# Here's How Many Standard Drinks Are In A Mixed Drink

In the U.K., they have a pretty straightforward way of calculating their alcohol intake: They use alcohol units, which equate to 10 milliliters or 8 grams of the pure stuff, approximately enough for an average-sized adult to metabolize in an hour's time. Here in the U.S., we use the more ambiguous term "drinks." The CDC does offer guidelines, though, stating that a single drink contains 0.6 ounces or 14 grams of pure alcohol. That amounts to one 12-ounce beer at 5% ABV, a 5-ounce glass of 12% ABV wine, or 1.5 ounces of 80-proof (40% ABV) liquor. A mixed drink with a single shot of standard liquor, then, would most likely equate to one drink as defined by the CDC.

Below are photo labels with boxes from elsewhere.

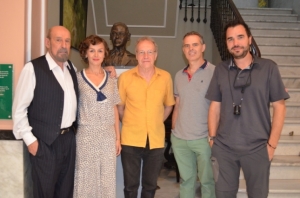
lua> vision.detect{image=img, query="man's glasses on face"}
[137,50,156,56]
[110,32,127,37]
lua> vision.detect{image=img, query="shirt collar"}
[132,66,161,76]
[228,55,257,69]
[182,59,207,73]
[45,52,71,70]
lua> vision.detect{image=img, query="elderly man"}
[13,26,115,198]
[206,21,289,198]
[105,22,137,66]
[171,31,215,198]
[118,37,175,198]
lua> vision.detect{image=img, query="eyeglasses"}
[110,32,127,37]
[137,50,156,56]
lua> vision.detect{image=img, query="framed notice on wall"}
[0,64,13,119]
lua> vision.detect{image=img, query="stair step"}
[240,155,300,179]
[275,135,300,156]
[237,179,300,198]
[245,20,300,28]
[253,35,300,48]
[251,25,300,37]
[270,101,300,119]
[258,45,300,56]
[241,13,298,21]
[281,117,300,135]
[281,75,300,88]
[278,64,300,76]
[287,88,300,102]
[239,8,293,15]
[262,53,300,65]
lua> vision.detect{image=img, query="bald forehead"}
[47,26,71,38]
[111,24,128,32]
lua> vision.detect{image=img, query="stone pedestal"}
[0,130,32,198]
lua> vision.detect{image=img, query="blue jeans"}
[121,141,164,198]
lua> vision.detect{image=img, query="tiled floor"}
[155,167,201,198]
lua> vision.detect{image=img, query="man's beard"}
[229,46,250,59]
[55,48,69,62]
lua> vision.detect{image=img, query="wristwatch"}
[207,136,216,143]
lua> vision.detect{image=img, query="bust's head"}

Even so, the vague nature of the word lends itself to the kind of humor where someone will claim that they're cutting back and only having one drink, then holding up a cocktail glass the size of a 5-gallon bucket. Exaggerated as that may be, underlying the premise is the fact that the amount of alcohol in a mixed drink may vary wildly depending on the overall composition and spirits used. If your drink is made with overproof liquor, it'll have a much higher amount of alcohol than the standard version. (If it's made with Everclear, just say no.) Some drinks, like the Long Island Iced Tea, are made with a bunch of different types of booze. The answer to the question of how many drinks are in a cocktail is ... get out your calculator.

## ABV isn't everything

You can calculate your cocktail's ABV using a not-so-simple formula. (Multiply the volume of each boozy ingredient by its respective ABV to find out the individual amounts of alcohol they contain, add the values, and divide the sum by the total volume of drink.) However, this is only going to get you so far. And while it's nice that some bars have started posting the ABV of their mixed drinks on the menu, this information alone won't let you know how many standard drinks you're consuming.

If you do have access to a drink recipe, calculating the alcohol units is actually a bit simpler than determining the ABV because you don't need to include nonalcoholic mixers in the equation. Using a slightly modified version of our Between the Sheets as an example, add up the booze in the drink: 1 ounce of cognac, 1 ounce of rum, and half an ounce of triple sec. Assuming the first two are 40% ABV and the last one just 20% ABV, this equates to 2.25 ounces of 80-proof alcohol per drink. Since the CDC's standards allow for 1.5 ounces at this level, divide the amount by 1.5 and you'll find that each cocktail is the equivalent of 1 ½ standard drinks. If you were to use 151-proof rum, however, that spirit would count for double the units, making the overall cocktail a little over two drinks' worth.